Sunday night, I only got one hour of sleep because I was worrying about not realizing I was low or this. (Yeah, that's enough to keep anyone up all night.) My blood sugar was actually pretty stable; I was 113 at 2:31 AM and 4:10 AM. I also forgot to cover lunch because my CGM's over 200 beep reminds me to cover, and I didn't have that to remind me.
Monday night, I went to bed and woke up on Tuesday feeling like I had the stomach flu. I tested my blood and I was 474. My CGM would have beeped at me/ I could have seen my blood sugar going up if I had checked my graph.
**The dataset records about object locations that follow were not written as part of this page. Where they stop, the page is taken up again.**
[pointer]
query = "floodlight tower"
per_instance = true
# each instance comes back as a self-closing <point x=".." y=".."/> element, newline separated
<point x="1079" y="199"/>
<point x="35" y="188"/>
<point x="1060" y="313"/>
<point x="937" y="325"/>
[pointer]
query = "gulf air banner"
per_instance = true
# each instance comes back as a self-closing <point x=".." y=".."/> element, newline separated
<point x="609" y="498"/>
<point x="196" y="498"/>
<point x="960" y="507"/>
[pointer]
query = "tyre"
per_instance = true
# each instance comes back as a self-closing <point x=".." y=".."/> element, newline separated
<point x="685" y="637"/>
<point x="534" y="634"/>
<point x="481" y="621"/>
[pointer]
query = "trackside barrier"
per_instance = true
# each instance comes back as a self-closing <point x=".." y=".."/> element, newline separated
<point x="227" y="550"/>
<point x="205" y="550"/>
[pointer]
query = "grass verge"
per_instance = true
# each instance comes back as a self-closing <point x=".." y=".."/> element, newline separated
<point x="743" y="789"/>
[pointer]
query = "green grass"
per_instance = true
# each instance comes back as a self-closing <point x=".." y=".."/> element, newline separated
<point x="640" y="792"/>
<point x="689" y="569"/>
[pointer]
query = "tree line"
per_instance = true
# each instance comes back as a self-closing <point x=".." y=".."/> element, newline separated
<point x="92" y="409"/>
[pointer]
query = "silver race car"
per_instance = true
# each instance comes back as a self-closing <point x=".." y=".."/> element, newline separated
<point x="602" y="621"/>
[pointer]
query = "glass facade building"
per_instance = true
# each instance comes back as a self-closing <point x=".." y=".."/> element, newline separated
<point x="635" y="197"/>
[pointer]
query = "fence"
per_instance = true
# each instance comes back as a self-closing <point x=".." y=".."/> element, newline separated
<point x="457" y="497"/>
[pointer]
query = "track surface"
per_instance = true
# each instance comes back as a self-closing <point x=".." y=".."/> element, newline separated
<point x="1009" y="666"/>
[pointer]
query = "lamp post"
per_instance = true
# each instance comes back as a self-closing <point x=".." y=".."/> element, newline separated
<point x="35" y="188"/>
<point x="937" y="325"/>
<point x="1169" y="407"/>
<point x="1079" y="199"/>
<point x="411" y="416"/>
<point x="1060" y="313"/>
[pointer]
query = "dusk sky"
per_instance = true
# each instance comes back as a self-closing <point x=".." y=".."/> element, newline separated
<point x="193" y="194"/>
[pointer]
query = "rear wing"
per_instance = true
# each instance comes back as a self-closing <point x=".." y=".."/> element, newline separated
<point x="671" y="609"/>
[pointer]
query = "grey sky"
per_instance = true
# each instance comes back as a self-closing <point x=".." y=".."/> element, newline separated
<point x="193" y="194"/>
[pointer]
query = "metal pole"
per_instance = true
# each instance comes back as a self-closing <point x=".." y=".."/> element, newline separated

Tuesday, I tested 8 times because of my paranoia about my blood sugars and not knowing where they were going. I went to bed at 287 and covered it. (I slept nine hours because I took 20 mg of melatonin.)
Gerard has been sitting in this glass pitifully unused.
I am so reliant on my CGM, it isn't even funny. After my CGM trial, I had a nervous break down and started crying because I thought I was going to sleep through a low or worse. This little device is my life line, and I hate having to go without it. My insurance company only allows three boxes every month, so the new sensors can't ship until Friday, an they won't get here until Monday or Tuesday.
Moral of the Story: I hate this with a burning passion.